Inazuma Eleven y todo lo que engloba pertenece a Level-5.

Notas: Este one-shot participa en el Reto "Terror enfermizo" del foro "Inazuma Eleven"

Personaje: Kariya Masaki

Ginofobia: miedo a las mujeres


Un día de abril, conoció a una chica.

Era la primera vez que veía a una con el pelo del color de los cerezos, por lo que supuso que sería como las niñas que describió su mamá: bonitas, frágiles, lloronas. Niñas que, según ella, había que tratar con sumo cuidado, como una flor. Y esa niña era pura primavera, con el cabello de pétalos rosas y los ojos de un claro cielo azul.

Al parpadear, dejó de enfocar solamente a su rostro de niña bonita. Poco a poco fue fijándose en otros detalles: su ropa verde luciérnaga, las tiritas de sus rodillas, la bicicleta blanca sobre la que montaba, lo alta y mayor que era en comparación con él.

Más de cerca, con su ceño fruncido y él agachado dentro del cajón de arena, lucía imponente.

¿Qué miras?

Fue de lo peor. La peor, primera impresión.

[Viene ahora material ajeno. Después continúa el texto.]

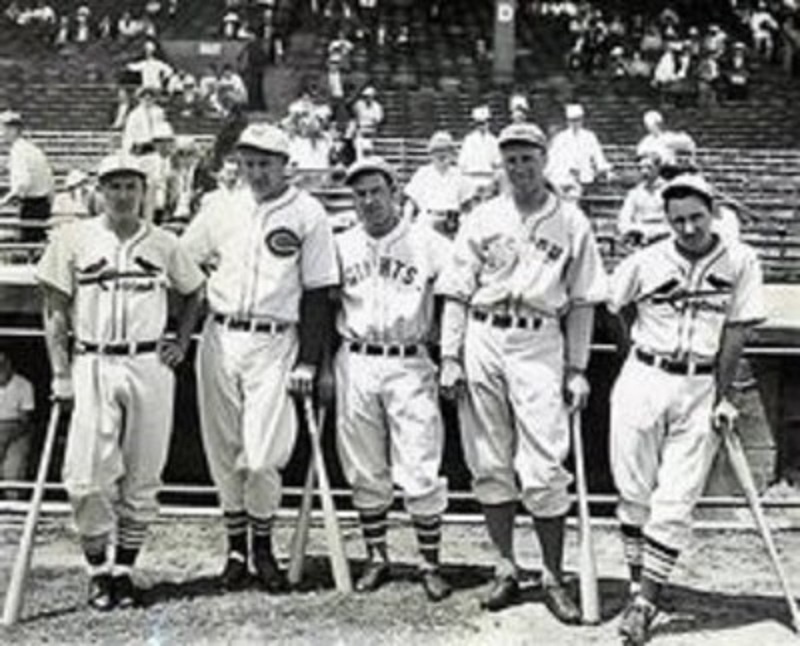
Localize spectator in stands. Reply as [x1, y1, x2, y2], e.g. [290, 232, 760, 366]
[127, 40, 175, 92]
[353, 85, 384, 157]
[122, 86, 167, 155]
[0, 110, 55, 242]
[404, 131, 471, 238]
[617, 153, 670, 246]
[50, 169, 93, 228]
[0, 349, 34, 499]
[508, 94, 530, 123]
[723, 42, 750, 101]
[545, 103, 611, 190]
[458, 105, 503, 199]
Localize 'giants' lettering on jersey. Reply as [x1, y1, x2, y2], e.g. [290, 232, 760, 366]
[343, 256, 419, 287]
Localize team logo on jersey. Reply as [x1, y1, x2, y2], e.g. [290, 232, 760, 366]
[265, 227, 301, 258]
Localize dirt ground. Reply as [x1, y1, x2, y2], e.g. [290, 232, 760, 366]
[0, 517, 800, 646]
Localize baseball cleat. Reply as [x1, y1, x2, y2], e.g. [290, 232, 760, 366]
[542, 583, 581, 624]
[356, 561, 391, 592]
[253, 550, 288, 594]
[481, 576, 519, 612]
[618, 597, 658, 646]
[219, 552, 249, 590]
[88, 574, 114, 612]
[421, 570, 453, 601]
[113, 574, 138, 609]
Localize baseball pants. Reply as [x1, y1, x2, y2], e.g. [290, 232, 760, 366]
[610, 356, 719, 550]
[197, 318, 298, 518]
[335, 346, 447, 516]
[63, 352, 175, 537]
[459, 318, 572, 518]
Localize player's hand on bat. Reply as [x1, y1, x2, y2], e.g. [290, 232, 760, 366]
[158, 339, 191, 369]
[711, 398, 739, 432]
[289, 363, 317, 396]
[439, 357, 467, 399]
[564, 370, 590, 413]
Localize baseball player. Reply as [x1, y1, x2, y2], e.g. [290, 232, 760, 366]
[610, 174, 764, 645]
[36, 155, 204, 610]
[440, 123, 607, 623]
[335, 156, 450, 601]
[181, 124, 339, 592]
[404, 130, 471, 238]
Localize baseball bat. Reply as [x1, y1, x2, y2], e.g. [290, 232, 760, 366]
[570, 411, 600, 624]
[303, 395, 353, 592]
[2, 402, 61, 626]
[286, 407, 326, 585]
[722, 424, 800, 633]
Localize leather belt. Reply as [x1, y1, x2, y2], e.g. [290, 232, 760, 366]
[471, 310, 542, 330]
[636, 348, 714, 376]
[75, 341, 158, 356]
[212, 314, 290, 334]
[347, 341, 422, 357]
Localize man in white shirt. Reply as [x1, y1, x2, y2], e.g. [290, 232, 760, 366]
[458, 105, 502, 202]
[0, 110, 55, 242]
[0, 350, 34, 498]
[128, 40, 175, 92]
[545, 103, 611, 192]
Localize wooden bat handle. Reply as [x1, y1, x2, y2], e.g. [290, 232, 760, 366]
[2, 402, 61, 626]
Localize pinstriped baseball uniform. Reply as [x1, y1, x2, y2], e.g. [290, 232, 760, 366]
[609, 239, 764, 550]
[182, 182, 339, 518]
[440, 193, 607, 517]
[335, 220, 450, 516]
[37, 216, 204, 536]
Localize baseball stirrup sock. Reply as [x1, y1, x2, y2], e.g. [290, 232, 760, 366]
[114, 516, 147, 566]
[412, 515, 442, 565]
[644, 536, 680, 584]
[358, 510, 389, 558]
[222, 511, 247, 557]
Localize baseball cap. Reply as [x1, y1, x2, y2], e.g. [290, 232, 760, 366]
[564, 103, 583, 119]
[0, 110, 22, 126]
[236, 123, 289, 158]
[472, 105, 491, 122]
[661, 173, 714, 200]
[498, 123, 547, 150]
[97, 153, 147, 180]
[428, 130, 455, 153]
[344, 155, 397, 186]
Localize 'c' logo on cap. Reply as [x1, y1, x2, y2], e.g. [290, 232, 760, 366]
[265, 227, 301, 258]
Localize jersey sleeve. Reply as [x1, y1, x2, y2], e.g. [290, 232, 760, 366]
[36, 225, 75, 296]
[436, 212, 483, 303]
[727, 245, 766, 324]
[567, 212, 608, 306]
[300, 201, 339, 289]
[606, 252, 641, 314]
[167, 235, 205, 294]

Se apuntó al club de fútbol el mismo día que llegó al Raimon, y en el mismo día estuvo a punto de quitarse de él en cuanto vio, entre sus nuevos compañeros, a una chica vestida con la equipación. Le preguntó a Tenma sobre ello, esperando que fuera una especie de error; sin embargo, para su desgracia, no se equivocaba. Ella jugaba al fútbol. Kariya se comenzó a frotar el antebrazo, nervioso.

–Sí, Kirino-senpai es un gran defensa. Por eso él es el pilar de la defensa. –Le siguió hablando durante el camino al campo exterior acerca de los otros miembros y de lo impresionantes que eran, pero él ya no le escuchaba. Se conformó con dos detalles que le llegaron y que ambos alcanzaban la misma conclusión.

Kirino era hombre.

Una vez en el campo, bajo el cielo gris, Kariya clavó la mirada en él, y viceversa. Después, sacudió la cabeza. No parecía para nada un hombre, aunque tampoco del todo a una mujer. No podía discernir entre uno y otro sin tener que mirarlo durante mucho rato, haciendo de sus brazos carne roja de tanto rascarse y de su pecho un caos.

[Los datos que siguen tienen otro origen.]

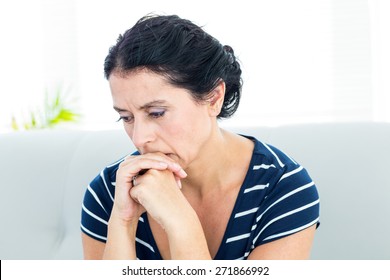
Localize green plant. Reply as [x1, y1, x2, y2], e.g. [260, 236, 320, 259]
[11, 87, 81, 130]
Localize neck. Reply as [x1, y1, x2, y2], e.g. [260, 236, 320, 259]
[182, 128, 253, 197]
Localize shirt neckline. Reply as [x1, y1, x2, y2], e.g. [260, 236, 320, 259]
[143, 134, 259, 260]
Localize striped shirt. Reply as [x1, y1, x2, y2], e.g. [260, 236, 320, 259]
[81, 136, 319, 260]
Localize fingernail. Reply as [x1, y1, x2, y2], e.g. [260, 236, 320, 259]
[179, 169, 187, 177]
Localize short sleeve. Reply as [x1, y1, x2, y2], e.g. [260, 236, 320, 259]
[253, 162, 320, 247]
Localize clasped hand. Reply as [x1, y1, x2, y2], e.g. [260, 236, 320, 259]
[113, 153, 188, 228]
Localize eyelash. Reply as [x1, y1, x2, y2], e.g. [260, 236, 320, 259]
[117, 111, 165, 123]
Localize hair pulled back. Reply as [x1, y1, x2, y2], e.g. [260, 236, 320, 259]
[104, 15, 242, 118]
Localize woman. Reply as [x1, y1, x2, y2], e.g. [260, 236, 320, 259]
[81, 16, 319, 259]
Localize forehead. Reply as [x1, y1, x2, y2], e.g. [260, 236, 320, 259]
[109, 69, 194, 108]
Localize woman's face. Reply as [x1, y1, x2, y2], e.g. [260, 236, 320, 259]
[109, 70, 216, 168]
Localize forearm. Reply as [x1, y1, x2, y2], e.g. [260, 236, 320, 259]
[103, 212, 138, 260]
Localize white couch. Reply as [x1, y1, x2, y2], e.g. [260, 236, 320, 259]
[0, 123, 390, 259]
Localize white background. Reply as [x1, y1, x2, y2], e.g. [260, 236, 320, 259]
[0, 0, 390, 132]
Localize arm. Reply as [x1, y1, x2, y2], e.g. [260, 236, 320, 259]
[82, 153, 185, 259]
[248, 225, 316, 260]
[130, 167, 211, 260]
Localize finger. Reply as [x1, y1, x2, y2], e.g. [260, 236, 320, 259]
[120, 158, 168, 176]
[175, 176, 183, 189]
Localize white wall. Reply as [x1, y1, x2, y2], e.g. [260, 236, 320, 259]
[0, 0, 390, 131]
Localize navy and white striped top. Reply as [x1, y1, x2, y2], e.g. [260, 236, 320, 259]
[81, 136, 319, 260]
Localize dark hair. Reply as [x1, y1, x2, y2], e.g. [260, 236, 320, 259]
[104, 15, 242, 118]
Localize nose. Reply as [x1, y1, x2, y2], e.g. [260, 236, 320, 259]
[129, 120, 155, 152]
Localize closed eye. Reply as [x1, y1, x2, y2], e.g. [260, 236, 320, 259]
[117, 116, 133, 123]
[149, 110, 165, 119]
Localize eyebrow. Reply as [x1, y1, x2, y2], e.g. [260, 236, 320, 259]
[114, 100, 166, 113]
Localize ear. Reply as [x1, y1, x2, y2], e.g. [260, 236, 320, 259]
[208, 80, 226, 117]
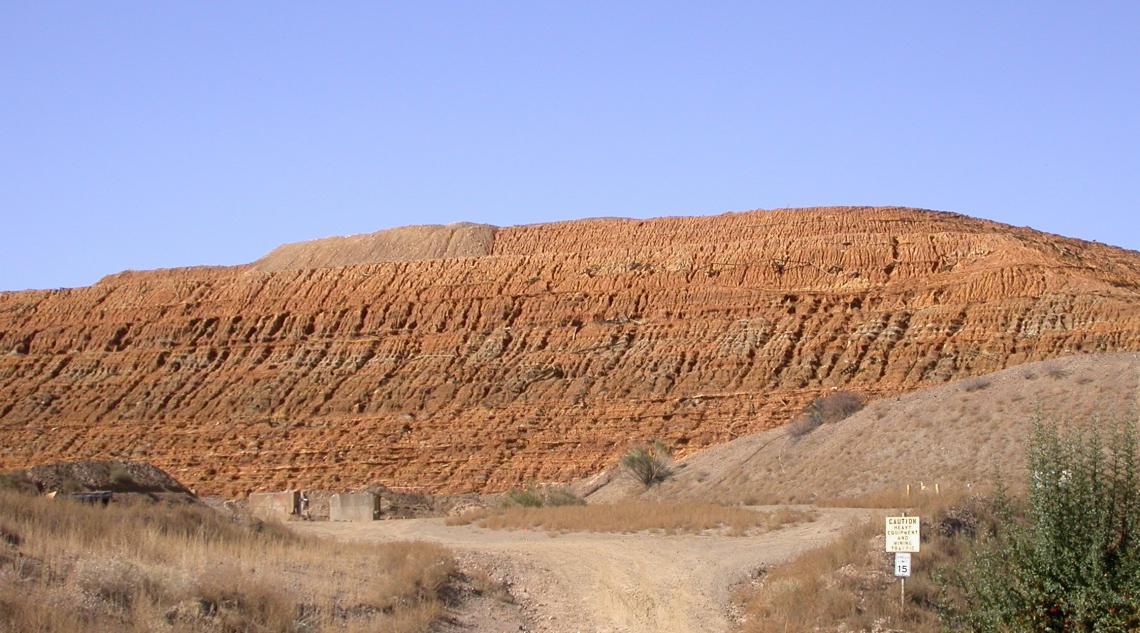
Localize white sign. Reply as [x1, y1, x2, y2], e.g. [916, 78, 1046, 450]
[887, 517, 919, 552]
[895, 552, 911, 578]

Oyó como alguien daba el saque de inicio. Miró de nuevo a su senpai. El picor en el brazo regresó a él, sintiéndose obligado a apartar la vista hacia el balón. Apretó los dientes.

–Esto va a ser duro.

Cada vez que Kariya llegaba a su casa y se quitaba con rapidez los zapatos en la entrada, su madre aparecía cargando un futón bañado en rayos de sol. En esos casos, él corría hacia ella y hacia el colchón blanco, que rozaba el suelo con cierta ilegalidad. Enterraba su rostro contra la inmaculada y esponjosa superficie y, con los brazos abiertos, intentaba dar el abrazo más grande que podía entregar a las piernas de su madre. Se ponía a hacer berrinches y a contarle sobre la chica de cerezo, tan buena como violenta jugando era. Una chica a la que era incapaz de no cumplirle los caprichos hasta tal punto de sangrar por las rodillas de tanto caerse e intentar arrebatarle el balón. El futón que terminaba con un hilillo de mocos era entonces dejado a un lado y, en lugar de regañarlo, ella le daba palmaditas en sus rodillas y empleaba sus conjuros mágicos para hacer desaparecer el dolor. Siempre funcionaban. Luego, se lo llevaba de la mano para emplear un tratamiento más adecuado sobre sus heridas. La mano de su madre era suave como las cosquillas y firme como un escudo, siempre para protegerle, siempre para estar a su lado.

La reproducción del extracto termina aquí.